# latest labs..



## mum2bradley (Sep 27, 2010)

Jan 4 
TSH .14 (.3-5.6)
FT4 6.3 (7.2-21)
FT3 4.2 (3.8-6.0)

Jan 12 ranges the same
TSH .03 
FT4 17.9
FT3 10.2

well after being severely low last week I stopped my meds for 48 hrs and forgot to take half my dose one day I am now high again and feeling crappy.

I left a message with Endo this morning but haven't heard back yet...I am sure he is scratching his head wondering how this happened as he didn't tell me to stop he said to continue on with 10 mg day.

Not sure what to do now...


----------



## Andros (Aug 26, 2009)

mum2bradley said:


> Jan 4
> TSH .14 (.3-5.6)
> FT4 6.3 (7.2-21)
> FT3 4.2 (3.8-6.0)
> ...


Yeah; wow!!! Pony up, Honey Bunny! Pony up! Please tell him what transpired.

Believe me, many before you have done the same thing so don't be embarrassed about it.
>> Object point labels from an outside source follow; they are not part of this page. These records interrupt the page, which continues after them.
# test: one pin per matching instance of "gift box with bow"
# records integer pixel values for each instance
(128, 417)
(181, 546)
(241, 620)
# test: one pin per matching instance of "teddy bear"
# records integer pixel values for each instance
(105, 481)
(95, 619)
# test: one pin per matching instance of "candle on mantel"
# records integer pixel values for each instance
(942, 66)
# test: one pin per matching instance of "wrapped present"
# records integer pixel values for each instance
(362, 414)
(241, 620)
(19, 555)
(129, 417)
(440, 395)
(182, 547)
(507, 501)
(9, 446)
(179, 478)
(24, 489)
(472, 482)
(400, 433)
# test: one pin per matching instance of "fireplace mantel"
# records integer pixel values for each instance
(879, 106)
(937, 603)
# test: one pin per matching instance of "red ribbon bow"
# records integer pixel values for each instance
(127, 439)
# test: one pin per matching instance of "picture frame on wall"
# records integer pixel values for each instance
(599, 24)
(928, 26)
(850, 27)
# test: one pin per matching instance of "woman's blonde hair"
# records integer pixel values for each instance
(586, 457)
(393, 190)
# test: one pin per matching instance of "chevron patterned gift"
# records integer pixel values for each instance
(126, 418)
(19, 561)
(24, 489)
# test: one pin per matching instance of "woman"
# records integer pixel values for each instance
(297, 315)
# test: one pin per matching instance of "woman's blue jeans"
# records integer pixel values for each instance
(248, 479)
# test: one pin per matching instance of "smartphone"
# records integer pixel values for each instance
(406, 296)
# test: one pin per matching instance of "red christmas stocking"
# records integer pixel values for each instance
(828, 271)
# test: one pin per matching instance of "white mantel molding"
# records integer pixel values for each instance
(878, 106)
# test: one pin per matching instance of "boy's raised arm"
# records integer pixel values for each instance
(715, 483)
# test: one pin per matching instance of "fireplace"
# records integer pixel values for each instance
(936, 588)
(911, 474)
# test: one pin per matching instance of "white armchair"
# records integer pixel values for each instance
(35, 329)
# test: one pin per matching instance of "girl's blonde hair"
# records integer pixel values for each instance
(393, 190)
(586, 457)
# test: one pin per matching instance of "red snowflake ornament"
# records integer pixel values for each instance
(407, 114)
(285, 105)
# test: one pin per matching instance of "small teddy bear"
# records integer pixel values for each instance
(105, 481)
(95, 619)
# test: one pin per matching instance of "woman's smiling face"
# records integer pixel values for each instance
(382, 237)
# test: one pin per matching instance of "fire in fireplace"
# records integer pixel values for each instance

This way, if your doctor has the facts, he will help you dig out plus he needs to quit scratching his head. LOL!!

Bless your heart,


----------



## mum2bradley (Sep 27, 2010)

His assistant just called he isn't in until Monday..yikes now I will feel even worse all weekend!!


----------



## Andros (Aug 26, 2009)

mum2bradley said:


> His assistant just called he isn't in until Monday..yikes now I will feel even worse all weekend!!


Oh, dear! Not good! Don't you think you can resume where you left off? Stay on course and be sure to tell him about the faux pas?

I don't know what to think here since I am not a doctor. I am worried.


----------



## mum2bradley (Sep 27, 2010)

Not sure if I can hang in till Monday. I am currently on 10 mg and my levels always go up when I am on 10 mg.
I looked back at all my labs and doses and the last 2 times I went up this high he bumped me up to 10 mg 2x day.
But not sure I want to do that without his approval as I have already buggered things up.


----------



## Andros (Aug 26, 2009)

mum2bradley said:


> Not sure if I can hang in till Monday. I am currently on 10 mg and my levels always go up when I am on 10 mg.
> I looked back at all my labs and doses and the last 2 times I went up this high he bumped me up to 10 mg 2x day.
> But not sure I want to do that without his approval as I have already buggered things up.


I could not agree more!! Just hold fast over the weekend if you can and get right on this come Monday morning.

You are in my prayers. And please keep us informed!


----------



## mum2bradley (Sep 27, 2010)

Endo called today...he increased it to 15mg so I will take 5mg 3x a day. I will keep an eye on my labs as I don't want to go hypo again. I have read that mid range is best? Maybe that is what he is aiming for. Hopefully I am back to feeling good soon.


----------



## lavender (Jul 13, 2010)

glad to hear your meds have been increased. You sure have been up and down with this. Are you planning on staying on meds indefinitely or have you thought of surgery/RA? You may have written before but I don't remember.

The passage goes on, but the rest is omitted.